80-Jährige Seniorin wird zum Livestream-Hit
Die 80-jährige Cui Shuxia stammt aus einem ländlichen Gebiet der zentralchinesischen Provinz Shaanxi. Eines Tages sprang sie für ihren verhinderten Enkel beim Livestreaming ein und verkaufte an seiner Stelle Aprikosen. Unerwartet zog die Seniorin zahlreiche Fans an. Seitdem macht Cui online große Karriere. Fasziniert von ihrem schlichten, authentischen Erscheinungsbild, ihrem Humor und der von ihr geschaffenen rustikalen Atmosphäre sahen sich in weniger als einer Woche mehr als zehn Millionen chinesische Internetnutzer ihre Videos an. Im Durchschnitt wurden jeden Tag Aprikosen im Wert von 10.000 Yuan verkauft.

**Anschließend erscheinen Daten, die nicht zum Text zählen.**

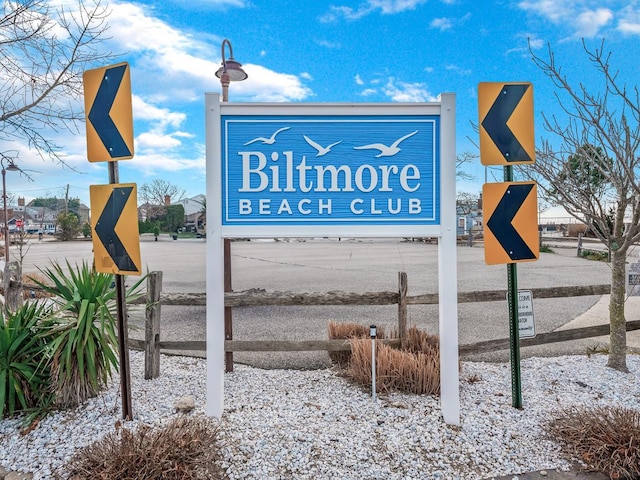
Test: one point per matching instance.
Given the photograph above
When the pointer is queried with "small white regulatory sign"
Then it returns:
(525, 314)
(633, 279)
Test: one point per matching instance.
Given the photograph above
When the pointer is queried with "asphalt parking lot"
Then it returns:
(353, 265)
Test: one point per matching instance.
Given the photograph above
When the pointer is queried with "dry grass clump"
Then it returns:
(605, 439)
(347, 331)
(185, 449)
(414, 369)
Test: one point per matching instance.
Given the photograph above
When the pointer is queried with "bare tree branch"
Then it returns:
(45, 50)
(594, 170)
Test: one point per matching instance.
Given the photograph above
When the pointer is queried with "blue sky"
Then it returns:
(328, 51)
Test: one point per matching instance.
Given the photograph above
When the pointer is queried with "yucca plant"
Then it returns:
(82, 331)
(24, 374)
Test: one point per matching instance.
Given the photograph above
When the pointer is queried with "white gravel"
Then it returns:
(316, 425)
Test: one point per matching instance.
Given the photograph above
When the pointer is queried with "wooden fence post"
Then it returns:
(402, 307)
(152, 326)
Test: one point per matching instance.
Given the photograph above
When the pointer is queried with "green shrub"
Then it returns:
(82, 331)
(24, 376)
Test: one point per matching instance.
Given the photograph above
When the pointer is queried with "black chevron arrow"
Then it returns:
(500, 222)
(101, 108)
(105, 229)
(495, 123)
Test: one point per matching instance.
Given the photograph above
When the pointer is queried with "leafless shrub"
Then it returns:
(186, 448)
(343, 331)
(396, 370)
(605, 439)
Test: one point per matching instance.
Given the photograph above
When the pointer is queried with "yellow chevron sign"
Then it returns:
(116, 243)
(506, 123)
(510, 219)
(108, 110)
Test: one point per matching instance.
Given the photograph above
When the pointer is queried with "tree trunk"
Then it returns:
(618, 336)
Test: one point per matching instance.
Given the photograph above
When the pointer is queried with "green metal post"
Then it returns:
(514, 327)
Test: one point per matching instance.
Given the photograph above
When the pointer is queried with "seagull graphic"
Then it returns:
(321, 150)
(268, 141)
(386, 151)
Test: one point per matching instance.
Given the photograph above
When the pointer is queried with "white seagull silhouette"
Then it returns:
(386, 151)
(321, 150)
(268, 141)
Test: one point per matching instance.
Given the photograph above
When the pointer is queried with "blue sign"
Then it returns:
(330, 169)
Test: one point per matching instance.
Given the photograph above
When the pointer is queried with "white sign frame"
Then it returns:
(445, 232)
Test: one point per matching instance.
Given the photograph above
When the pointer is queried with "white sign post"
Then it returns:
(343, 170)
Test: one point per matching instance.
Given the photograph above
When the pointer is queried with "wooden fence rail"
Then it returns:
(152, 345)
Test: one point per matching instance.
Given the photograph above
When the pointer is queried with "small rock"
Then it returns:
(185, 404)
(18, 476)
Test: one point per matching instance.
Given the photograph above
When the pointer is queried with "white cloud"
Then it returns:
(143, 110)
(589, 23)
(367, 92)
(457, 69)
(386, 7)
(264, 85)
(586, 18)
(156, 141)
(328, 44)
(407, 92)
(395, 6)
(629, 23)
(441, 24)
(554, 10)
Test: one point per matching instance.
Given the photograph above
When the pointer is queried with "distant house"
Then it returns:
(193, 211)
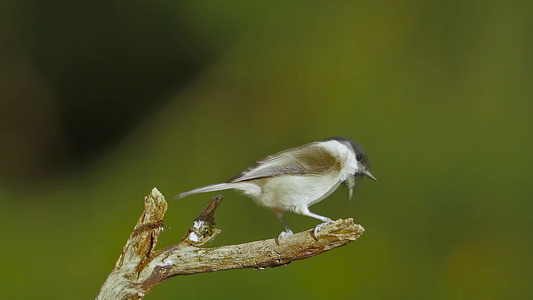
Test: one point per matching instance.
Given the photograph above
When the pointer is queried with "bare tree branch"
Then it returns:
(140, 268)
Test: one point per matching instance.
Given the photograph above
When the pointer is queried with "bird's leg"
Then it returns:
(304, 210)
(288, 230)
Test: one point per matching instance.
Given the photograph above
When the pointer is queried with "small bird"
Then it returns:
(294, 179)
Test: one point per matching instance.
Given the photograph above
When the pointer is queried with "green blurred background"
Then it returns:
(103, 100)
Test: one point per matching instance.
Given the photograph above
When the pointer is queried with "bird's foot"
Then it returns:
(320, 226)
(283, 234)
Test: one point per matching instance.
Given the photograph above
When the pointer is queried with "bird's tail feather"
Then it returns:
(205, 189)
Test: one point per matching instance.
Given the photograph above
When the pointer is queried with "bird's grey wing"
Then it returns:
(307, 160)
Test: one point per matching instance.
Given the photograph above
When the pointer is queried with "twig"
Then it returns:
(140, 268)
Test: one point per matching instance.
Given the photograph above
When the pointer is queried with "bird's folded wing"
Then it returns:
(313, 159)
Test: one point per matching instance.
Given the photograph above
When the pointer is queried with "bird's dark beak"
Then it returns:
(367, 173)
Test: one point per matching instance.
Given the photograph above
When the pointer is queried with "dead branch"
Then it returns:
(140, 267)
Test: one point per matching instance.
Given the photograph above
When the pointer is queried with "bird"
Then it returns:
(294, 179)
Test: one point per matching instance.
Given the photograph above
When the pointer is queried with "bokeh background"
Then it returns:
(103, 100)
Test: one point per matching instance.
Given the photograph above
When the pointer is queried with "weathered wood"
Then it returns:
(140, 268)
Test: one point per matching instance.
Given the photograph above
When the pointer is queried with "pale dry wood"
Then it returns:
(140, 268)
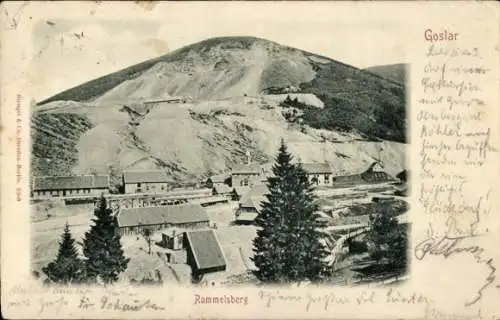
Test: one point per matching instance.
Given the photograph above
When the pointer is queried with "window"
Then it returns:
(315, 179)
(244, 182)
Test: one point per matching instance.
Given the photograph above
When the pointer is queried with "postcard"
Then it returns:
(317, 160)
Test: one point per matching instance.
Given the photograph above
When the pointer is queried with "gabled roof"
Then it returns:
(246, 216)
(152, 176)
(206, 249)
(252, 168)
(220, 178)
(71, 182)
(222, 188)
(357, 170)
(241, 191)
(174, 214)
(317, 168)
(253, 202)
(258, 190)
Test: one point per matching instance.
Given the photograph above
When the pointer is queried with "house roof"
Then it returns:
(241, 191)
(220, 178)
(206, 249)
(258, 190)
(317, 167)
(154, 176)
(356, 170)
(71, 182)
(244, 168)
(246, 216)
(253, 202)
(174, 214)
(222, 188)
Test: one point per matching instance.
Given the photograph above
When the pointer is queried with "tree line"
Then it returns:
(103, 259)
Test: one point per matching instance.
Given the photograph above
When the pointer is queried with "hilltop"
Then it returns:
(395, 72)
(105, 126)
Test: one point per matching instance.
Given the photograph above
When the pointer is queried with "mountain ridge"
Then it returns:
(105, 125)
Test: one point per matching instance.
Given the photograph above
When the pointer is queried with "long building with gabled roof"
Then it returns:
(135, 220)
(44, 187)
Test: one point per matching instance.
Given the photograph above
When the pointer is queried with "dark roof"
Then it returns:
(253, 202)
(70, 182)
(252, 168)
(241, 190)
(259, 190)
(220, 178)
(317, 167)
(154, 176)
(206, 249)
(174, 214)
(222, 188)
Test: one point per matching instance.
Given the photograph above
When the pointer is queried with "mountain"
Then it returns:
(216, 100)
(394, 72)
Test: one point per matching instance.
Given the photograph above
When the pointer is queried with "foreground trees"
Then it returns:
(287, 248)
(388, 241)
(67, 267)
(104, 258)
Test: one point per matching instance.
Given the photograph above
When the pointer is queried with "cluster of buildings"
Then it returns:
(186, 231)
(248, 183)
(187, 236)
(151, 181)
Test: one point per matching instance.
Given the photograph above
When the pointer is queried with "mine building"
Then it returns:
(250, 204)
(152, 181)
(204, 253)
(372, 173)
(44, 187)
(135, 220)
(319, 174)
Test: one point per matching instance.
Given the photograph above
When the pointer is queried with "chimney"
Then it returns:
(249, 158)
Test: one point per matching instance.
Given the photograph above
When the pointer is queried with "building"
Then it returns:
(222, 189)
(189, 215)
(220, 179)
(66, 186)
(319, 174)
(186, 99)
(250, 204)
(372, 173)
(250, 174)
(204, 253)
(173, 239)
(239, 192)
(154, 181)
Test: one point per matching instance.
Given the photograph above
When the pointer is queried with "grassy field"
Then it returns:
(48, 220)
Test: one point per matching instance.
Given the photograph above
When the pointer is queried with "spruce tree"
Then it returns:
(67, 267)
(287, 247)
(105, 258)
(388, 239)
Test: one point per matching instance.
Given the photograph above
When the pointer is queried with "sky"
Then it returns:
(68, 51)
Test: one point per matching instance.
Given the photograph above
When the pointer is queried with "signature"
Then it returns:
(447, 246)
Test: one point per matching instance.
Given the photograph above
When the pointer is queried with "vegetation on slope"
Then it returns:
(395, 72)
(54, 142)
(357, 100)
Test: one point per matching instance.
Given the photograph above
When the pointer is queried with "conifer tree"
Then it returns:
(388, 239)
(105, 258)
(287, 247)
(67, 267)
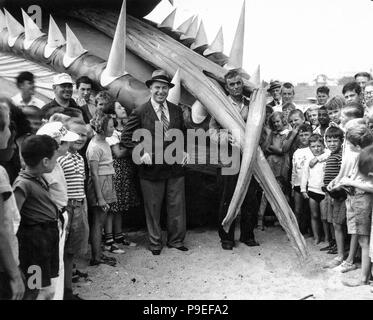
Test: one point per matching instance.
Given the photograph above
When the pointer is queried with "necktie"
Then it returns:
(164, 119)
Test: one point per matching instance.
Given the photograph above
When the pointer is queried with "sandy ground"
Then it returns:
(270, 271)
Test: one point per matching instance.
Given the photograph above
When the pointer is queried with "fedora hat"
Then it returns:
(159, 76)
(273, 85)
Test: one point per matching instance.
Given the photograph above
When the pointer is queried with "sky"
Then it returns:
(291, 40)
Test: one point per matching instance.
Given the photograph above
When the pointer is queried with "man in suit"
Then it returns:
(249, 208)
(275, 91)
(163, 180)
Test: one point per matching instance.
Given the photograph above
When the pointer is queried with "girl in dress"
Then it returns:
(125, 175)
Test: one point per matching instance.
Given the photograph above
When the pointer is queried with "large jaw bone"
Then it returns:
(32, 31)
(116, 65)
(15, 29)
(254, 124)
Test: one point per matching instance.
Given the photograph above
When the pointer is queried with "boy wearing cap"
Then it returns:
(72, 164)
(159, 181)
(275, 91)
(58, 188)
(63, 90)
(26, 86)
(37, 235)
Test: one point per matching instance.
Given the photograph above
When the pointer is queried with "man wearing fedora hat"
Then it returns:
(160, 181)
(275, 91)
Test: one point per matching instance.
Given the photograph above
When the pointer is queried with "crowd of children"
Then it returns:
(324, 156)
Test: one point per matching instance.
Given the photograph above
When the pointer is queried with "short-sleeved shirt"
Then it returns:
(11, 215)
(114, 139)
(57, 186)
(332, 167)
(100, 151)
(38, 206)
(72, 165)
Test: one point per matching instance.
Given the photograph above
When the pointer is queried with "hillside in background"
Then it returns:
(304, 92)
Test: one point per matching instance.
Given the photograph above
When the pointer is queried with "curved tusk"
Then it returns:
(116, 65)
(55, 38)
(15, 29)
(32, 31)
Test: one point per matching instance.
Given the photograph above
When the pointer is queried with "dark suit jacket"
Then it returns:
(144, 117)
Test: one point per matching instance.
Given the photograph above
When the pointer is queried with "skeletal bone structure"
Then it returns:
(137, 47)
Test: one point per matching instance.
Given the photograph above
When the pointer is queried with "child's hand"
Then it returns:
(146, 159)
(346, 182)
(305, 195)
(313, 162)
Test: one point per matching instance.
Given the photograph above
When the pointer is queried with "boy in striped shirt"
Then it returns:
(77, 230)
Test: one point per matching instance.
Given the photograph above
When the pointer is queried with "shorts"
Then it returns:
(39, 247)
(359, 212)
(77, 230)
(324, 209)
(107, 190)
(316, 196)
(328, 207)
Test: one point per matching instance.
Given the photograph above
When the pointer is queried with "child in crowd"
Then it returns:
(101, 193)
(358, 136)
(58, 190)
(311, 184)
(300, 157)
(333, 108)
(72, 164)
(352, 110)
(38, 234)
(313, 114)
(124, 181)
(11, 283)
(359, 202)
(323, 119)
(335, 205)
(277, 159)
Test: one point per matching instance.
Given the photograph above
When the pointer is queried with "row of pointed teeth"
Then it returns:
(190, 30)
(115, 67)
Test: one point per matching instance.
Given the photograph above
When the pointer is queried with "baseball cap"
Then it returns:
(62, 78)
(57, 130)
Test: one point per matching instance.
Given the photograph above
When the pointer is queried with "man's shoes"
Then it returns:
(354, 283)
(227, 246)
(251, 243)
(156, 252)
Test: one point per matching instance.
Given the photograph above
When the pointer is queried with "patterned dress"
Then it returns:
(124, 180)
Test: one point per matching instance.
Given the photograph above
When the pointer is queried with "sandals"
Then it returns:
(347, 266)
(113, 248)
(333, 263)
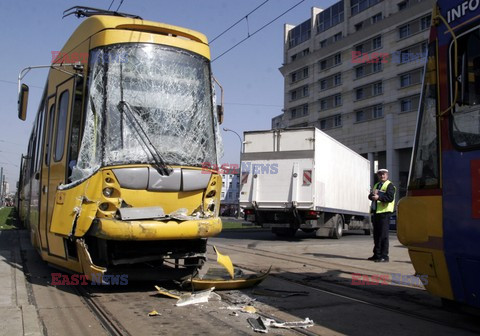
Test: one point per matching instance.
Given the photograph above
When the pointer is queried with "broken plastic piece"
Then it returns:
(199, 297)
(258, 325)
(170, 293)
(295, 324)
(278, 293)
(181, 214)
(225, 261)
(249, 309)
(213, 279)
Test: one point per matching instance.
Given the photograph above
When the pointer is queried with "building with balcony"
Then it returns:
(354, 70)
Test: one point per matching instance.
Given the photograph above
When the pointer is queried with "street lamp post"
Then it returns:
(239, 161)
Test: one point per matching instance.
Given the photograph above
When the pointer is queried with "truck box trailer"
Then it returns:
(301, 178)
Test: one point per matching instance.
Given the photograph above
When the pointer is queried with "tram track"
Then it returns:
(338, 288)
(112, 326)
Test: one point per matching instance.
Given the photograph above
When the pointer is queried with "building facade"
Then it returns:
(354, 70)
(229, 198)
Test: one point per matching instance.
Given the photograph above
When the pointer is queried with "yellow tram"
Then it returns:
(113, 182)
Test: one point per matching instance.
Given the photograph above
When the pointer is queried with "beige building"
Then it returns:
(354, 70)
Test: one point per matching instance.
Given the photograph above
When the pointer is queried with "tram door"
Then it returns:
(54, 163)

Inspiriert von CCTVs Livestream-Veranstaltung zur Unterstützung der Provinz Hubei haben auch verschiedene lokale Fernsehsender wie Hunan Satellite TV und Dragon TV aus Shanghai begonnen, Influencer-Marketing in ihre Unterhaltungsprogramme zu integrieren. Mithilfe der Glaubwürdigkeit der Mainstream-Medien sowie dem Einfluss berühmter Fernsehmoderatoren, Stars und Internetpromis ist es ihnen nicht nur gelungen, ihre TV-Programme aufzupeppen, sondern auch große Erfolge beim Verkauf von Agrar- und Nebenprodukten zu erzielen. So haben sie letztlich große Beiträge zur Armutsbekämpfung geleistet.
Doch natürlich ist wie bei jeder aufstrebenden neuen Branche zu Beginn nicht alles rosig. Um bestehende Probleme und Herausforderungen zu lösen, arbeitete die China Business Federation zwei nationale Standards aus, um den neuen Markt zu regulieren. Zum einen den Standard für den Betrieb und Service von Live-Video-Shopping, zum anderen den Leitfaden zur Bewertung über das Integritätsservice-System des Onlineshoppings. Diese zwei nationalen Standards wurden im Juli in Kraft gesetzt. Branchenkenner prophezeien dem Influencer-Marketing in China schon jetzt eine goldene Zukunft.